In the SWITCH Innovation Lab ‘Linked Data Pipeline’, Laura Rettig of eXascale Infolab is building an interface between research data repositories and the Connectome prototype.
Laura Rettig: We’re testing how to consolidate metadata from research databases in a structured way. To do that, we’re building a pipeline that integrates unstructured and structured datasets from their sources into the Research Data Connectome and puts them into a structured form.
Laura Rettig: Linked data is connected data which, when depicted on a graph, shows which data is related and how. In the Connectome prototype, we’re only concentrating on the links between metadata to start with, so attributes like the name of the author, professorship, methodology, title, research question and technical attributes. That alone is already very complex. In the prototype we aren’t yet dealing with the content of the datasets, e.g. interviews with individuals in a social science study, or city maps in a historical research paper.
Laura Rettig: We – that is, all of the partners in the pilot phase of the Connectome – draw on existing standards. We use the general schema from schema.org, which is trying to broadly depict the world. We expand these predefined dataset classes from schema.org with additional attributes. So the schema for the prototype is a hybrid.
Basically, it’s a question of defining the maximum metadata, meaning everything that’s going to be represented in the schema. This also helps us determine which functions can be developed in the Connectome. These are decisions we make together and as generally as possible because no one person can possibly bring in enough expertise and perspectives. In parallel with the Innovation Lab, interviews are held with researchers to find out what they need, and we develop use cases based on that.
Laura Rettig: We work very closely together. The research data comes from the repositories held by the partners FORS and DaSCH, so it’s from the social sciences and humanities. We have a very good infrastructure from life sciences, the EPFL Blue Brain Nexus.
In the last few months, I’ve swapped ideas about attributes and data formats directly with FORS and DaSCH as well as researchers in their fields.

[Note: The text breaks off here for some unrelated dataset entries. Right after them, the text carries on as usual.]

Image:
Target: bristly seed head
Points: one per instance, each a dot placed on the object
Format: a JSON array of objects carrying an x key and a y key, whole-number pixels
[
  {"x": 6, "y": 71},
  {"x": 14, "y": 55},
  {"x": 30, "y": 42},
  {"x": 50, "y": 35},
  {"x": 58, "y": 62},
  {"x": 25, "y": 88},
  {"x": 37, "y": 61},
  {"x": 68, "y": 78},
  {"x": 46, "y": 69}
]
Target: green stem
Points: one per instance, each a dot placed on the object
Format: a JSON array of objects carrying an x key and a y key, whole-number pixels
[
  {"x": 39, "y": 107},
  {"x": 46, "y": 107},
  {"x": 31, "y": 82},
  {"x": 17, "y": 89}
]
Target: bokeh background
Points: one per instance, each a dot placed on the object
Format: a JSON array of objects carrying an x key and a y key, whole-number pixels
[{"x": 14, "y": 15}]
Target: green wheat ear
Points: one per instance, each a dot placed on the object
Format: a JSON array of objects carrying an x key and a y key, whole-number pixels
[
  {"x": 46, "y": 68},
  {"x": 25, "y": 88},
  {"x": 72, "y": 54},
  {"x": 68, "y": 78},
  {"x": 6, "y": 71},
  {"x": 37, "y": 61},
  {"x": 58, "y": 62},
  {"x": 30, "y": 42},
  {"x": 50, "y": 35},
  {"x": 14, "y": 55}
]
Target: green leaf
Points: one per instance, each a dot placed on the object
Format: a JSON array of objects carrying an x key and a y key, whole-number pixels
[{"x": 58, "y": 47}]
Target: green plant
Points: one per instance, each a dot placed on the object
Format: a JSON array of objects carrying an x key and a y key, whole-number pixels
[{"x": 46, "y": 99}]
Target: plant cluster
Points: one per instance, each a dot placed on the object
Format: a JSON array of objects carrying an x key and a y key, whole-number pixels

Laura Rettig: Generating metadata automatically from datasets will remain difficult, I think. And it’s also not unreasonable to expect researchers to provide the metadata for their research. We probably need more incentives and rules from research funding bodies, but also some rethinking in the research community.
It would also be interesting to be able to automatically analyse the data over the long term. Meta-analysis is particularly popular in the social sciences. It could be very useful for researchers if data could be automatically aggregated. That would be one possible direction for the near future.
Laura Rettig: No, at the moment we’re concentrating on the searchability of datasets. Specifically: a researcher may wonder, what existing research is there in my topic, in this area, or who’s working on something similar to me and with what results? The more attributes datasets have, the easier it is to find and reuse them. That’s why it’s also important to define quality metrics for the metadata.
Laura Rettig: We put semi-structured data – in this case data management plans (DMPs) submitted to funding bodies in PDF format – into a structured form; we built a pipeline, in other words. First, we defined what metadata the recipients consider important. This metadata was then extracted from the DMPs by text analysis, which allowed us to identify which topics are covered and which aren’t. This allows you to sift data management plans much more quickly and focus on checking for gaps.
Laura Rettig: Next, we’ll be integrating the data into the EPFL data management platform Blue Brain Nexus. We’ll add further datasets from OpenAIRE in addition to the data from FORS and DaSCH, for load testing as well. We want to investigate the scalability and performance. For example, how easy is it to find something when you have a lot of data with the same keyword? Does a keyword search even make sense in this case? Or in more general terms: how do you find relevant data?
Laura Rettig: I find exchanging ideas with the pilot partners and all the many experts in different disciplines very rewarding. As a researcher, I also think it’s really important and also sensible that we have research data centrally linked in one place in the future, and not lying around on some unknown hard disks that will be destroyed at some point. These are all resources lying fallow that we might be able to use to solve a lot of problems. Plus, a lot of research data was financed by public funds and shouldn’t be lost because it’s part of the research heritage of future generations.